Each tenant have its own role ids, so when doing automation with group import we need to query the vCloud API and get the role ids. There is a specific query API to get data. When using a system account we need to specify a “VCLOUD-TENANT-CONTEXT” in the header of the request. This we we can query a tenant context from a system account.
### Retrieve roles from tenant
[xml]$xml = Invoke-RestMethod -UseBasicParsing -Uri 'https://<VCD_URI>/api/query?type=role&page=1&pageSize=20&links=true' -Method get -Headers @{'x-vcloud-authorization'= $vCDAuthorizationToken ; Accept = 'application/*+xml;version=31.0'; "Content-type" = "application/*+xml;version=31.0"; "X-VMWARE-VCLOUD-TENANT-CONTEXT" = "$orgId"}'
### Find the real is for x
$RoleHref = ($xml.QueryResultRecords.RoleRecord | where {$_.Name -eq "$role"}).href
After we got the role id we can now send up the group together with the role id and this was be able to authenticate based on a SAML group from AzureAD.
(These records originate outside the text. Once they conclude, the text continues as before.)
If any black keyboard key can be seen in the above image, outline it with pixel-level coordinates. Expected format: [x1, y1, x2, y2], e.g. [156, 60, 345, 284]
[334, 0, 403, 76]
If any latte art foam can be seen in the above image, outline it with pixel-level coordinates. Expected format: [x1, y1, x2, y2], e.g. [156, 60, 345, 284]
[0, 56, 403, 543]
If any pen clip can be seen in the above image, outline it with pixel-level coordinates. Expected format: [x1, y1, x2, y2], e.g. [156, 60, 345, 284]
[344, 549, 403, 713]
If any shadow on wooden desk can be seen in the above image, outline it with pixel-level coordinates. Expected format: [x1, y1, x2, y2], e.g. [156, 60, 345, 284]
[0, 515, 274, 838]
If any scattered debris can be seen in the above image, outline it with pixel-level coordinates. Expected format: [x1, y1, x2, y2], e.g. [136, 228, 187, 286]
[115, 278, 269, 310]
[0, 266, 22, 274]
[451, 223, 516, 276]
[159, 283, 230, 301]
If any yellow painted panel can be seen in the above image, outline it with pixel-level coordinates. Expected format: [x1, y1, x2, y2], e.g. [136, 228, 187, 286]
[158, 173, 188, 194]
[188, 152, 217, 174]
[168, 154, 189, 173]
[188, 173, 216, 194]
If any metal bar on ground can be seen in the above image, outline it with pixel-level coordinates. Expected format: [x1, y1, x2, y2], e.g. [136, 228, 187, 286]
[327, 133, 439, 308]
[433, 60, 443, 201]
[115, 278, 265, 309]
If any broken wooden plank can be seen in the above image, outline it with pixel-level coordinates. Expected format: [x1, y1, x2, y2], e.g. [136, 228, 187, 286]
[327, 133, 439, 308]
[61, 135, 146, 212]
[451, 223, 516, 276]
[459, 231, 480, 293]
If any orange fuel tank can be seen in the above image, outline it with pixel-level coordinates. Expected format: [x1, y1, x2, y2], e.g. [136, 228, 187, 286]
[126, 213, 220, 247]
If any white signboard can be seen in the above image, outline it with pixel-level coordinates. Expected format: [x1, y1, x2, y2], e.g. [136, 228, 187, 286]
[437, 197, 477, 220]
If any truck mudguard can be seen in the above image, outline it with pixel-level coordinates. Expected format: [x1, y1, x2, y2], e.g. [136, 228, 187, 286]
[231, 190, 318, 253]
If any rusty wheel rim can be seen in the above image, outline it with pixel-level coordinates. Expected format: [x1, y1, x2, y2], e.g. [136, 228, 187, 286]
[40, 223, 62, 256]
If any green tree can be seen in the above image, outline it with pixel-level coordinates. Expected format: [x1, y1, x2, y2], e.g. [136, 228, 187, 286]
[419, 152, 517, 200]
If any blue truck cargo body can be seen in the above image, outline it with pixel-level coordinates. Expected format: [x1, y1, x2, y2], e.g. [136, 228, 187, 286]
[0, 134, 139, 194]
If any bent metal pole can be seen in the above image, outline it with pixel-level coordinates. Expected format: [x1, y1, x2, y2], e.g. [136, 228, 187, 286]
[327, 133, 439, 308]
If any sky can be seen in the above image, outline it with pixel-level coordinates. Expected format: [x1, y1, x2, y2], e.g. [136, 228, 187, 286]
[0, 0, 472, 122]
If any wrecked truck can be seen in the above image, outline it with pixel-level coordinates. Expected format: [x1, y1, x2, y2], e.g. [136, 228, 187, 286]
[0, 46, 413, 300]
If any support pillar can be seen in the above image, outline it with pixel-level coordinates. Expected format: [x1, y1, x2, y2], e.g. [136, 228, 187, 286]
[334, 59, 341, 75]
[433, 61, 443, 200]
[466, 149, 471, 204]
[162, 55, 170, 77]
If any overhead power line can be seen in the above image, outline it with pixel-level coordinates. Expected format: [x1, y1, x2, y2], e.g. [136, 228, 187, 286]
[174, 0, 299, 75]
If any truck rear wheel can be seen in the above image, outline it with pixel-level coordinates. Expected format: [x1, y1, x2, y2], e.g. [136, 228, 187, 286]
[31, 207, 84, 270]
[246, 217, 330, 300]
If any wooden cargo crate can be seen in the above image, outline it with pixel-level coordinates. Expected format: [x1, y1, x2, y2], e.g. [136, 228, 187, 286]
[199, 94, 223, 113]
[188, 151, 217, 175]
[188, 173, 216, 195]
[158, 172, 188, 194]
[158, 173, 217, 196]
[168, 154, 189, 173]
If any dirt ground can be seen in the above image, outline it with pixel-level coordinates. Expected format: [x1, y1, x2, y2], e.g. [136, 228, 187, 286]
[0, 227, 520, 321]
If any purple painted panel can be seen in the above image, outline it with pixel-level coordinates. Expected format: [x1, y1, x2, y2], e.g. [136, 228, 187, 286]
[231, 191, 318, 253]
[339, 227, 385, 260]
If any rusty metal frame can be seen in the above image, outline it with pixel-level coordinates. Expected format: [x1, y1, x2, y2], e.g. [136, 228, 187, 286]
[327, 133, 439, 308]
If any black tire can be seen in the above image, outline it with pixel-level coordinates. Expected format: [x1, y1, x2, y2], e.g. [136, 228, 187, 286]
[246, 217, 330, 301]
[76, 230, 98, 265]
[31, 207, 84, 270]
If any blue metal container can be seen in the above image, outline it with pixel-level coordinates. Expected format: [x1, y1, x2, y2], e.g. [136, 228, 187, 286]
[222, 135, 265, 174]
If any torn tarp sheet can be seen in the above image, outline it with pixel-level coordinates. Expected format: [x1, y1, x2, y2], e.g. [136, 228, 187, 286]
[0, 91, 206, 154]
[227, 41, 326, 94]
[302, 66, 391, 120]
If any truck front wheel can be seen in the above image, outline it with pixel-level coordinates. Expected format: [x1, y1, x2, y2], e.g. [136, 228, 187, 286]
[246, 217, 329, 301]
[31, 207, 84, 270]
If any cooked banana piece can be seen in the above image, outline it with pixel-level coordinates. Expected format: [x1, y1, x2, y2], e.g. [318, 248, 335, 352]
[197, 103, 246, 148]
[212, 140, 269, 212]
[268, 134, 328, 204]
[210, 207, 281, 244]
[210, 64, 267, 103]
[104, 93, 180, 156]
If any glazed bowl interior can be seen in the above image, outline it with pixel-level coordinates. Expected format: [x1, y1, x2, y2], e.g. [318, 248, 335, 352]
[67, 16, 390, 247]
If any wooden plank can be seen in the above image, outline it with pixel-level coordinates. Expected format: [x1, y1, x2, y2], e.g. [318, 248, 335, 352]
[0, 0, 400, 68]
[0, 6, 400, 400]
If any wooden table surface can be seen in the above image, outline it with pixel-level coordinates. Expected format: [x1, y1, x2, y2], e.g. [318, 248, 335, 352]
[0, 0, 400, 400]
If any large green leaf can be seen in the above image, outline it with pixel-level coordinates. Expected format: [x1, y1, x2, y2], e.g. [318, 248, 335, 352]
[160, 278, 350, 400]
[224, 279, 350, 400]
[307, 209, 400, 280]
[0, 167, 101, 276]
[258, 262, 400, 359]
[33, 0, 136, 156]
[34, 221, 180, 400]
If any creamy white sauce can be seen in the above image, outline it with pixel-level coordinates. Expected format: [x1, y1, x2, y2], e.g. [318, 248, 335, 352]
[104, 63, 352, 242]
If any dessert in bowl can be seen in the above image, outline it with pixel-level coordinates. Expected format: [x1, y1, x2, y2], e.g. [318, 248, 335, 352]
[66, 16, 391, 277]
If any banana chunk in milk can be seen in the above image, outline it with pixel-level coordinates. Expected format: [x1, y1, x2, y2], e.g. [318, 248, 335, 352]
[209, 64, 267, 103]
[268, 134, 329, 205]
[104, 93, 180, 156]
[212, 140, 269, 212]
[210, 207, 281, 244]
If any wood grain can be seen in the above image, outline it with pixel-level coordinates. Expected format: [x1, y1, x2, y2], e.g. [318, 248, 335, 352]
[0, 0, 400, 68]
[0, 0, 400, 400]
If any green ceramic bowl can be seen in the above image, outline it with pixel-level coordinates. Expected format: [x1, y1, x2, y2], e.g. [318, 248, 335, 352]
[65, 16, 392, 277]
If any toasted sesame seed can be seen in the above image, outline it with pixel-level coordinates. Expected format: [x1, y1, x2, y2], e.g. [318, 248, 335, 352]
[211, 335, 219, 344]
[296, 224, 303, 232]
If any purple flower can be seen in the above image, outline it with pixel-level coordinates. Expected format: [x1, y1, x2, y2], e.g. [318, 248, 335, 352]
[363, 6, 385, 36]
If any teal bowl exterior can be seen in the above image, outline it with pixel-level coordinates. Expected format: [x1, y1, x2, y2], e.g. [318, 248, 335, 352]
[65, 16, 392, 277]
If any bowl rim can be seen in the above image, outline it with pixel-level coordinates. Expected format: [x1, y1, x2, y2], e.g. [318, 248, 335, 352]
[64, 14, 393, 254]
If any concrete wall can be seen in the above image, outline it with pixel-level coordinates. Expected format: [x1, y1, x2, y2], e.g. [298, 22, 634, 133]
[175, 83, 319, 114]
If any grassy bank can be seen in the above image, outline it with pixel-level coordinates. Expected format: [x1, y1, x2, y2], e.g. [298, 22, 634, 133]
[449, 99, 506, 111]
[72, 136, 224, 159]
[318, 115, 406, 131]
### Define XML with role and groupid
$xmlBody =
@'
<Group xmlns="http://www.vmware.com/vcloud/v1.5"
xmlns:ns9="http://www.vmware.com/vcloud/versions" name="{1}"
type="application/vnd.vmware.admin.group+xml">
<ProviderType>SAML</ProviderType>
<Role href="{0}" type="application/vnd.vmware.admin.role+xml"/>
</Group>
'@ -f $RoleHref , $GroupId
### Post xml to vcd
Invoke-RestMethod -UseBasicParsing -Uri "https://<VCD_URI>/api/admin/org/$orgId/groups" -Method Post -Headers @{'x-vcloud-authorization'= $vCDAuthorizationToken ; Accept = 'application/*+xml;version=31.0'; "Content-type" = "application/*+xml;version=31.0"} -Body ([System.Text.Encoding]::UTF8.GetBytes(($xmlBody)))
Conclusion
Now we have all the pieces for making automation where we can enable a tenant for SAML authentication and afterwards import f.eks. a viewer and admin group. External users will then be invited to the AzureAD, imported into the right group and now they have access to the their tenant. We can help the organisation secure the access to their virtual datacenter with MFA and they will have single sign-on with there own user that originates from their own AzureAD or Microsoft account.
A service library will be made where users can be invited to the tenant organisation. So that when one user have been invited that user will be able to invite its colleagues.